El 26 marzo de 1996 siete monjes franceses pertenecientes a la orden cisterciense fueron secuestrados por un grupo guerrillero islamita en las montañas de Atlas, Argelia, durante un período particularmente violento de ese siempre convulsionado país. Luego de negociaciones frustradas (o boicoteadas, aún no está claro) entre el grupo armado, los servicios secretos y los gobiernos de Francia y Argelia, las cabezas de los monjes (habían sido decapitados) fueron encontradas por el ejército argelino. De dioses y hombres es un más que logrado film que narra esos acontecimientos con calma y convicción, superando la barrera del facilismo de los golpes bajos, el amarillismo y la demagogia. Es un film preciso, y en más de un momento precioso, cuyo centro es el heroísmo (o santidad) de un grupo de hombres entregados a la fidelidad, la amistad y la caridad por medio de la fe mientras son acorralados por un clima adverso y violento.

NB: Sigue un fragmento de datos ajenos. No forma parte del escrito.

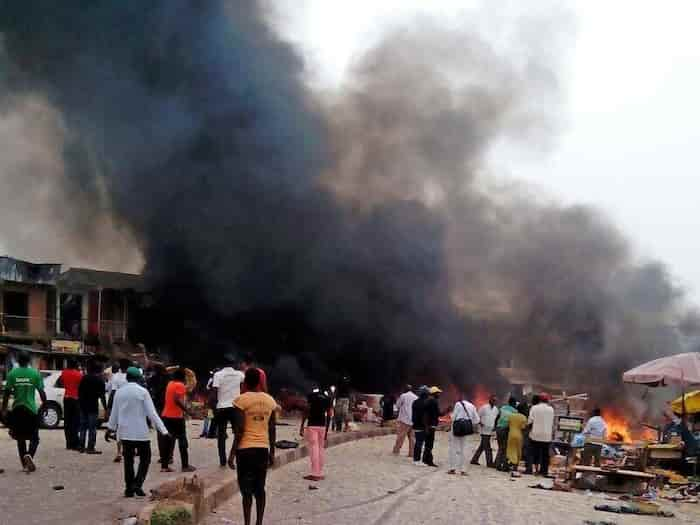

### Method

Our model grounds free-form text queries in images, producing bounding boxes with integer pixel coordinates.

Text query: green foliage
[151,507,192,525]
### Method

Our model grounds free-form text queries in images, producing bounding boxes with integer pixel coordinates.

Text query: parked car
[3,370,106,428]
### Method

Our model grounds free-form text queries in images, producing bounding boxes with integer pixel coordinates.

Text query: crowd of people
[1,353,282,525]
[393,385,607,476]
[2,354,624,525]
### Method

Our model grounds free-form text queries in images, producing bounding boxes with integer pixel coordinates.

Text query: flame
[445,385,491,410]
[601,407,657,443]
[472,385,491,410]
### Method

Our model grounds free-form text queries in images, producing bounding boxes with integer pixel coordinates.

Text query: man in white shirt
[394,385,418,458]
[106,367,168,498]
[107,359,131,463]
[581,408,608,467]
[471,396,499,468]
[447,396,481,476]
[211,360,245,468]
[527,394,554,476]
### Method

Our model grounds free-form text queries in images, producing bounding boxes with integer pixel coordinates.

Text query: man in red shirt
[160,368,197,472]
[59,359,83,450]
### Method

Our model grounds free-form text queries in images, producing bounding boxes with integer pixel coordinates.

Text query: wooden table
[574,465,656,492]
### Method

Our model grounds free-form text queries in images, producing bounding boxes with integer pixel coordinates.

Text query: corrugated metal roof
[56,268,145,291]
[0,255,61,285]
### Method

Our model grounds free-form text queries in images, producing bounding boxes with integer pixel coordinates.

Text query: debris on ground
[593,503,674,518]
[529,479,573,492]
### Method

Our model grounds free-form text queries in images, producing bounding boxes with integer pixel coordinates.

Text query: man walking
[496,397,518,471]
[78,362,107,454]
[394,385,418,457]
[299,387,331,481]
[471,396,498,468]
[211,359,245,467]
[423,386,442,468]
[105,367,168,498]
[146,364,172,465]
[411,386,430,466]
[229,368,277,525]
[108,359,131,463]
[333,376,350,432]
[527,394,554,476]
[447,386,480,476]
[241,353,267,393]
[2,352,46,473]
[58,359,82,450]
[581,408,608,467]
[160,368,197,472]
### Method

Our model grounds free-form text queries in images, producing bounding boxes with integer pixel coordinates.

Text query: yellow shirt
[233,392,277,448]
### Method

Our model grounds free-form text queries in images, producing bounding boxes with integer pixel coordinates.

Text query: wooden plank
[574,465,656,479]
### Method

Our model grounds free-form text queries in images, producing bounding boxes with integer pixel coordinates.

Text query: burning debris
[0,0,696,402]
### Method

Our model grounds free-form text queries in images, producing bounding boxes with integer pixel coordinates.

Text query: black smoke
[0,0,692,402]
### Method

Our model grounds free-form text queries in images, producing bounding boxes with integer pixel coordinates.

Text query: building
[0,342,94,380]
[0,256,61,339]
[0,256,144,348]
[56,268,144,343]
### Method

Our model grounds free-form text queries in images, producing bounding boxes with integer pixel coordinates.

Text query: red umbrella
[622,352,700,386]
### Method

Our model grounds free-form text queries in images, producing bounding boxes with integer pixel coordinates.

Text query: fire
[472,385,491,410]
[445,385,491,410]
[602,408,632,442]
[602,408,657,443]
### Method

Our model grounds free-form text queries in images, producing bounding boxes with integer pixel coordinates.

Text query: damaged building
[0,256,144,358]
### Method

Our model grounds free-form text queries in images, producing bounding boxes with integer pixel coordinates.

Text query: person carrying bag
[447,392,480,476]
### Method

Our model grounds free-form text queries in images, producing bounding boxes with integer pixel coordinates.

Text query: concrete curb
[138,427,396,525]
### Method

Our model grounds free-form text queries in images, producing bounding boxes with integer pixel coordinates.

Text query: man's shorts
[236,448,270,496]
[334,397,350,421]
[7,406,39,440]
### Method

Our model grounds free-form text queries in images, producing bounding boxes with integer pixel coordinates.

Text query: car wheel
[41,403,61,428]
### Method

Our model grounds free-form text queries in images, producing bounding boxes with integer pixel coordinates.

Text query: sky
[0,0,700,303]
[276,0,700,303]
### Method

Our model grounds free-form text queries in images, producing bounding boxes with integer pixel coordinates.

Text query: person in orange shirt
[229,368,277,525]
[241,354,267,394]
[160,368,197,472]
[59,359,83,450]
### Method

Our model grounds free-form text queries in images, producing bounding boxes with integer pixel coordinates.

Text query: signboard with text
[51,339,83,354]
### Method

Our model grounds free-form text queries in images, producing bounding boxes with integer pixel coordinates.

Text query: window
[2,292,29,332]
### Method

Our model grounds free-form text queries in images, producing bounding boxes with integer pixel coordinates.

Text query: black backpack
[452,401,474,437]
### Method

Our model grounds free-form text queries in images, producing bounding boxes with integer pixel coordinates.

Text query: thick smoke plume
[0,0,696,402]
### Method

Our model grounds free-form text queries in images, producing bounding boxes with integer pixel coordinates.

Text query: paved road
[0,421,296,525]
[206,433,700,525]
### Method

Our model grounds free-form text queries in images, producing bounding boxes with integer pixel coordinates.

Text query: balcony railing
[0,312,56,337]
[99,319,127,342]
[0,312,128,342]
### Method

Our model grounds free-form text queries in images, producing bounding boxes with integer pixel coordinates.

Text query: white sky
[275,0,700,301]
[0,0,700,301]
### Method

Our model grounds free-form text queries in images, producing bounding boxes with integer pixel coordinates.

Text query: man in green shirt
[2,352,46,472]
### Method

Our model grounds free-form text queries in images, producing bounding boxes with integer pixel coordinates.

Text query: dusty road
[0,422,700,525]
[201,434,700,525]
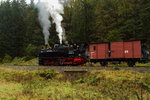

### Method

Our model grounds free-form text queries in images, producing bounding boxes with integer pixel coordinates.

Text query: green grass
[0,68,150,100]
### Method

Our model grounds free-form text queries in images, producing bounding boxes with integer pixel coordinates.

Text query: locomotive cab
[39,44,87,66]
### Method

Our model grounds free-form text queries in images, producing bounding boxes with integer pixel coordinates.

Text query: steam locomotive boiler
[39,40,150,67]
[39,43,87,66]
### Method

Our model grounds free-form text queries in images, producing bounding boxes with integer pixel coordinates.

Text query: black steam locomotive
[39,43,87,66]
[39,41,150,66]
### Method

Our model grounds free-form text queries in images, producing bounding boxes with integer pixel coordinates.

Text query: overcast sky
[0,0,39,3]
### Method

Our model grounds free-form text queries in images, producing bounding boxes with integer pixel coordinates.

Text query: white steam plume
[36,0,65,44]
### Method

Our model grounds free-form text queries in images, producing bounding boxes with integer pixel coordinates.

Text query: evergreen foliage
[0,0,150,58]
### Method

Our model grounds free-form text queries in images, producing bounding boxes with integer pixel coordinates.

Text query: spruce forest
[0,0,150,60]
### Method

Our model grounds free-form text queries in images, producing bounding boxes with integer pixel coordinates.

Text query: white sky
[0,0,39,4]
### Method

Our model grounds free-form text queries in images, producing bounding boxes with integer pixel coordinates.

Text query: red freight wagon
[89,43,108,59]
[89,41,148,66]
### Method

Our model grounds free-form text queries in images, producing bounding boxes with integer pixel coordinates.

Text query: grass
[0,68,150,100]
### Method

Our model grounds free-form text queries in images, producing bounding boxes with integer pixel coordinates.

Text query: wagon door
[89,44,97,59]
[124,41,133,58]
[97,43,108,59]
[110,42,124,58]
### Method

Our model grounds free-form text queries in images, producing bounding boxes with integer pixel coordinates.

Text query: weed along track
[0,66,150,73]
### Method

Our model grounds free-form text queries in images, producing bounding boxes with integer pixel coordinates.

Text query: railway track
[0,66,150,73]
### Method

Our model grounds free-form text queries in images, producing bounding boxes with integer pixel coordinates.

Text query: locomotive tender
[39,41,149,66]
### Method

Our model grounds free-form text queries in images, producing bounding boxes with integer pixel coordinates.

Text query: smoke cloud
[36,0,66,44]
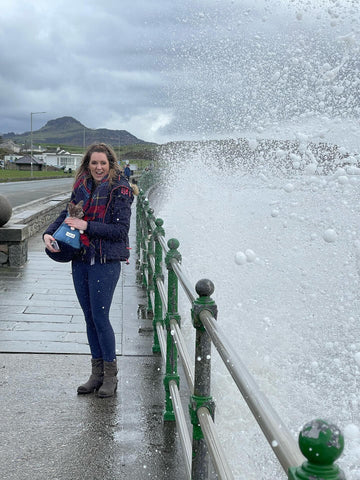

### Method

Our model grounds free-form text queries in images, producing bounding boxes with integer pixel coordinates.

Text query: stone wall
[0,193,70,268]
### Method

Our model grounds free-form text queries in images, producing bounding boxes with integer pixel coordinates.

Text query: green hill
[2,117,146,147]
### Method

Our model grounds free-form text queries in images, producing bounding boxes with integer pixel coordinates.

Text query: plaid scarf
[72,175,111,258]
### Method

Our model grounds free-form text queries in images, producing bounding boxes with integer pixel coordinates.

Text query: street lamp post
[30,112,46,176]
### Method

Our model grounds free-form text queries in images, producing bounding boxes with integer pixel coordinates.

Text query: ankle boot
[97,359,118,398]
[77,358,104,393]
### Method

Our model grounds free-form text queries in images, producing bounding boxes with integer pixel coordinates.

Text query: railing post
[136,189,144,256]
[139,198,149,289]
[189,279,217,480]
[145,207,155,313]
[151,218,165,353]
[164,238,181,421]
[288,419,345,480]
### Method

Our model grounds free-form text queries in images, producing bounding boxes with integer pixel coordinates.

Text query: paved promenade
[0,205,186,480]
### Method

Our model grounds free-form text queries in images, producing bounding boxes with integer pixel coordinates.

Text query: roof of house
[14,155,45,165]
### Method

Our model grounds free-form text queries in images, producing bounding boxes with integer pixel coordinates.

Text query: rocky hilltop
[2,117,146,147]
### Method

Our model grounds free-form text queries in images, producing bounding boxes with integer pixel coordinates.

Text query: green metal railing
[136,191,345,480]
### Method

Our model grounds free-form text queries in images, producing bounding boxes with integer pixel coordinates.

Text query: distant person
[44,143,134,397]
[124,163,131,180]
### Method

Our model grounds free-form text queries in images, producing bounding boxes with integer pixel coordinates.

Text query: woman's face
[89,152,110,182]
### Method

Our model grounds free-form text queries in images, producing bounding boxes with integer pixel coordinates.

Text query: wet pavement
[0,205,188,480]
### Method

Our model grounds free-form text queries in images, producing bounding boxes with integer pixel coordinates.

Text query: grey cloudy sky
[0,0,360,143]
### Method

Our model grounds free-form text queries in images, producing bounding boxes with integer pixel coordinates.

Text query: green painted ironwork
[164,238,181,421]
[189,279,217,480]
[288,419,345,480]
[137,191,345,480]
[149,218,165,353]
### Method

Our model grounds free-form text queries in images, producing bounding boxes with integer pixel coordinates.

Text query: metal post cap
[168,238,180,250]
[299,419,344,466]
[195,278,215,297]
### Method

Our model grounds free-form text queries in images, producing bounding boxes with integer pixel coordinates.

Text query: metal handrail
[200,310,305,472]
[170,320,194,393]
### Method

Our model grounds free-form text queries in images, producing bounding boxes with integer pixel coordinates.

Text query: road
[0,178,74,208]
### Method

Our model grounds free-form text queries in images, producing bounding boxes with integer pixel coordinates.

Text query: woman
[44,143,134,397]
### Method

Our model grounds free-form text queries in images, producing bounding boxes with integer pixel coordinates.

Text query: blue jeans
[72,260,121,362]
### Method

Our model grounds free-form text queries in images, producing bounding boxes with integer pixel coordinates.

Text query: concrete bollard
[0,195,12,227]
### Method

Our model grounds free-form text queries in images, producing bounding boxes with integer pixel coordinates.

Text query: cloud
[0,0,359,142]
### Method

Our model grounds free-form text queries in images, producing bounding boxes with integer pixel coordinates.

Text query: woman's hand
[44,234,60,253]
[65,217,87,231]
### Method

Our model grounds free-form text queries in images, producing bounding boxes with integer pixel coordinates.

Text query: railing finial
[289,419,345,480]
[195,278,215,297]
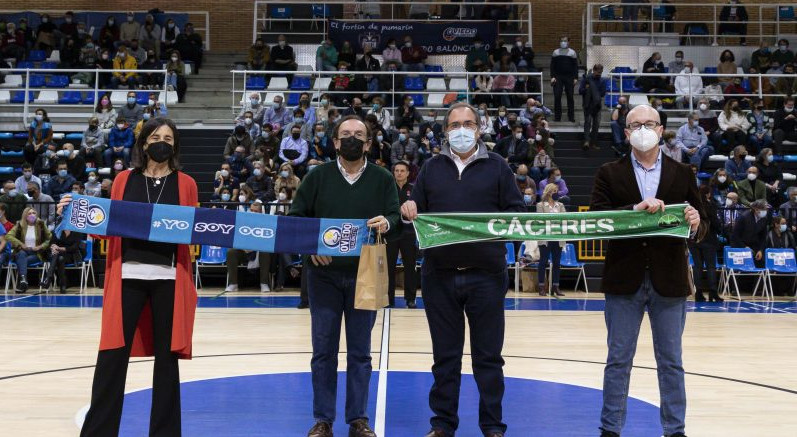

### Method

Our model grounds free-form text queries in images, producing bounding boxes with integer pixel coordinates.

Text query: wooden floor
[0,291,797,437]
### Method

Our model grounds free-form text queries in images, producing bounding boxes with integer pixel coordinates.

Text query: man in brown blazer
[590,105,708,437]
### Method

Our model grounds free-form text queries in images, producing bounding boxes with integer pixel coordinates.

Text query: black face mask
[338,137,365,161]
[147,141,174,163]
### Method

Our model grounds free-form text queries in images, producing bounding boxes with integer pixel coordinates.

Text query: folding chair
[194,245,227,288]
[764,249,797,300]
[722,246,769,301]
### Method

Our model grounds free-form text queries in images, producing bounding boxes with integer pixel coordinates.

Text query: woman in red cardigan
[58,118,197,437]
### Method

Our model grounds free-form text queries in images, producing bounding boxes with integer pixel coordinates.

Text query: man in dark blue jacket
[401,103,525,437]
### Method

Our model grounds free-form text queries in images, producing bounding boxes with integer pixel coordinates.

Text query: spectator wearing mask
[138,14,162,59]
[224,201,271,293]
[263,95,293,133]
[578,64,606,150]
[117,91,144,126]
[708,168,734,206]
[5,207,52,293]
[687,185,723,302]
[747,97,772,152]
[390,126,420,165]
[734,167,767,207]
[103,119,135,167]
[717,99,750,154]
[539,167,570,205]
[14,162,42,193]
[246,38,271,70]
[227,146,254,181]
[23,108,53,162]
[493,125,531,171]
[387,162,418,308]
[44,160,76,202]
[772,97,797,154]
[537,184,567,297]
[610,96,630,155]
[717,50,737,89]
[83,171,102,197]
[119,12,141,46]
[25,181,55,229]
[675,113,714,170]
[246,161,275,202]
[111,46,138,90]
[730,200,769,267]
[393,95,423,133]
[270,35,299,76]
[465,37,489,72]
[315,37,338,71]
[670,61,703,109]
[279,125,309,174]
[401,35,427,71]
[717,0,748,45]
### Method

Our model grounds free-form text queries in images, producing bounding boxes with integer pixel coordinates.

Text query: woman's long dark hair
[130,117,181,172]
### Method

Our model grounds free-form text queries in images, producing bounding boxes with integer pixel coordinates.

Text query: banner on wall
[329,20,498,55]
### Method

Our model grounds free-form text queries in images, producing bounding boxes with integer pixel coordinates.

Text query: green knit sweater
[289,161,401,270]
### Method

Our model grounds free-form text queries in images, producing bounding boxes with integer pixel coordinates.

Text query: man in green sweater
[290,115,401,437]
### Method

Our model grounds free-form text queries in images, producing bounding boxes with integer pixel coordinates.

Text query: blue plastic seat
[58,91,83,105]
[10,91,34,102]
[28,50,47,62]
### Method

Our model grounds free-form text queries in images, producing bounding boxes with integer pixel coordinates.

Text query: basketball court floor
[0,290,797,437]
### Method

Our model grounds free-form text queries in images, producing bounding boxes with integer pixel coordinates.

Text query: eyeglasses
[626,121,661,130]
[447,120,479,130]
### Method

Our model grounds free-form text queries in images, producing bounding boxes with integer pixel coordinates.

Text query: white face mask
[630,126,659,152]
[448,126,476,153]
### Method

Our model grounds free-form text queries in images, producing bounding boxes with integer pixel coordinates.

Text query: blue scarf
[56,194,369,256]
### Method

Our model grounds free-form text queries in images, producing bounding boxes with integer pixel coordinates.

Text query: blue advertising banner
[329,20,498,55]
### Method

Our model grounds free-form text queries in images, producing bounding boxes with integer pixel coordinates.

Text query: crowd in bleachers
[0,12,203,103]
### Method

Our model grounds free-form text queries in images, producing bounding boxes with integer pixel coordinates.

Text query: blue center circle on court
[113,371,661,437]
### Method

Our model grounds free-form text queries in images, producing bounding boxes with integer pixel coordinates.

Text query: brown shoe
[346,419,376,437]
[307,422,332,437]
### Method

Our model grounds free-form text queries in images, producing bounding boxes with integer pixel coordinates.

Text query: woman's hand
[55,194,72,215]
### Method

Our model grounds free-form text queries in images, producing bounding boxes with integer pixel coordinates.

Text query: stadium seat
[46,74,69,88]
[266,77,288,91]
[246,76,266,91]
[28,50,47,62]
[10,91,35,102]
[291,76,311,91]
[28,74,46,88]
[0,74,25,88]
[35,90,58,105]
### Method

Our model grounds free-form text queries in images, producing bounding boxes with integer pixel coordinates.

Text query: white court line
[374,308,390,437]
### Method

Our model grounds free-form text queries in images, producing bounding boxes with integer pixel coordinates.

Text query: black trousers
[584,110,601,145]
[553,77,576,121]
[387,232,418,306]
[80,279,181,437]
[421,264,509,435]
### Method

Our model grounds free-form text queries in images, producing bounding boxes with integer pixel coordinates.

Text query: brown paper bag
[354,233,389,311]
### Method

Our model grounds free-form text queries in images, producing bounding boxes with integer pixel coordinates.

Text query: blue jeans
[601,275,686,436]
[14,250,39,277]
[307,266,376,424]
[537,241,562,290]
[421,264,508,435]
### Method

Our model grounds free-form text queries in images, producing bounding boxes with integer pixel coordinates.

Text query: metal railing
[0,9,210,50]
[583,2,797,46]
[230,70,545,115]
[606,73,792,112]
[0,68,168,125]
[252,0,532,43]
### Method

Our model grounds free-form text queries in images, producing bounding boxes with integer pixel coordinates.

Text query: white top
[25,225,36,247]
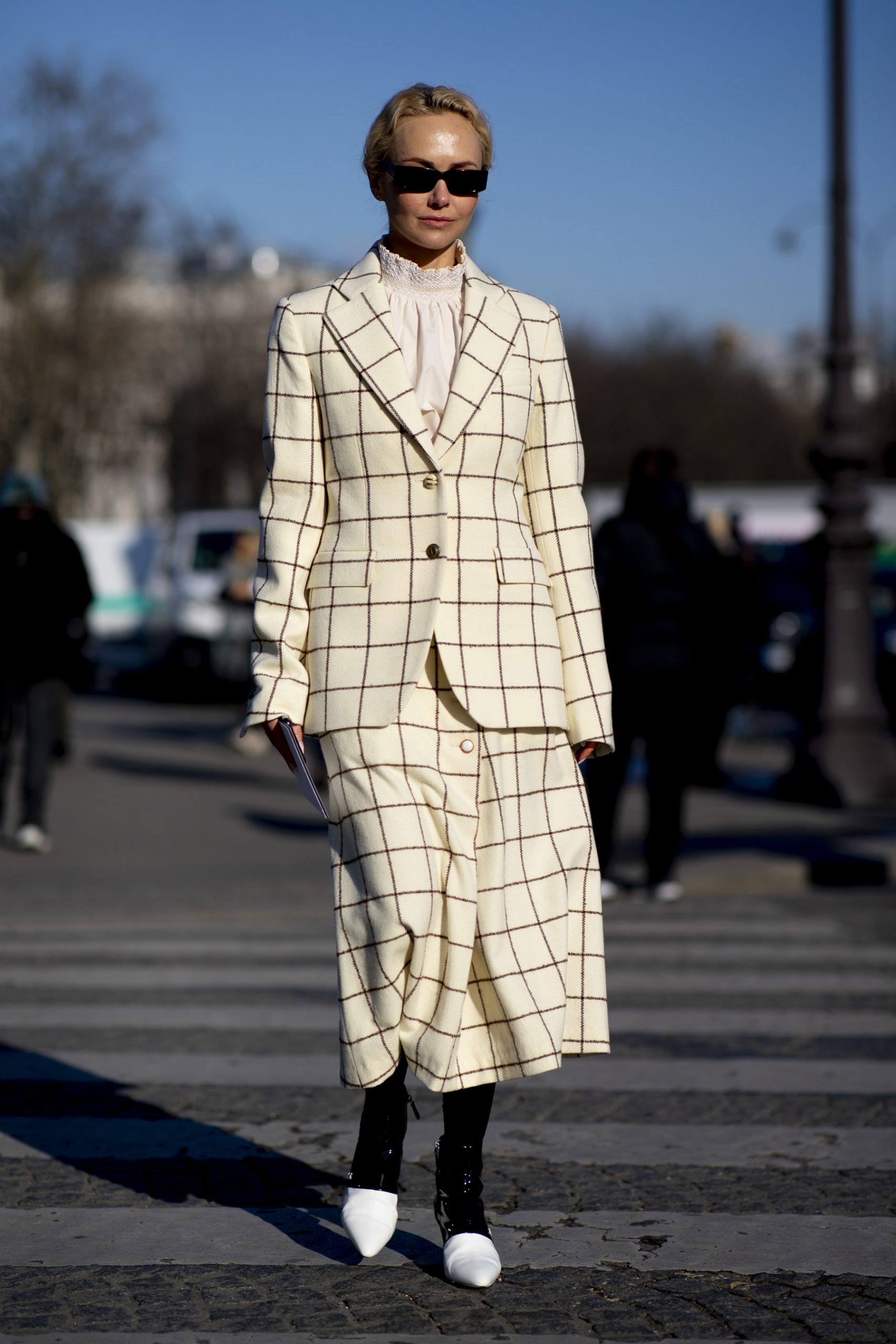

Los primeros minutos de la película se prestan a resaltar las tareas diarias en el monasterio y la relación que los monjes mantienen con la comunidad islámica en la que viven. Vemos no sólo la asistencia médica, caritativa y espiritual que le brindan a los habitantes, sino también que participan de su cultura, como ese momento en el que los monjes asisten a la ceremonia de circuncisión de un niño, a la que son invitados con felicidad, y de la que son partícipes con el mismo sentimiento. Durante ese ritual, además, contemplamos algo fundamental, clave, en las intenciones del film: el tiempo que le dedica a los cantos sagrados del imán. De la misma manera iremos asistiendo a lo largo del relato a muchos momentos en los que la cámara se detiene a contemplar los cantos, rezos y ceremonias de los monjes. Estas situaciones están esparcidas entre los diferentes avatares de los acontecimientos dramáticos, como pausas en el curso de la historia, en las que los monjes se entregan a la trascendencia, donde participan de la realidad total, sagrada, que es –iremos entendiendo con el correr de las acciones- justamente lo que les permite soportar los padecimientos terrenales y a partir de lo cual todo cobra un sentido último. Pocas veces en la historia del cine se le ha dedicado tanto tiempo a esas prácticas espirituales, y es un gran mérito que estén tan bien logrados y sobre todo tan bien ensamblados en el relato.

Pero no son solo esos los momentos destacados del films, sino que hay muchos, y entre ellos hay dos que se destacan particularmente, tanto por su belleza como por su contenido simbólico, que es lo que a fin de cuenta más importa, ya que allí es donde reside el valor de toda obra de arte.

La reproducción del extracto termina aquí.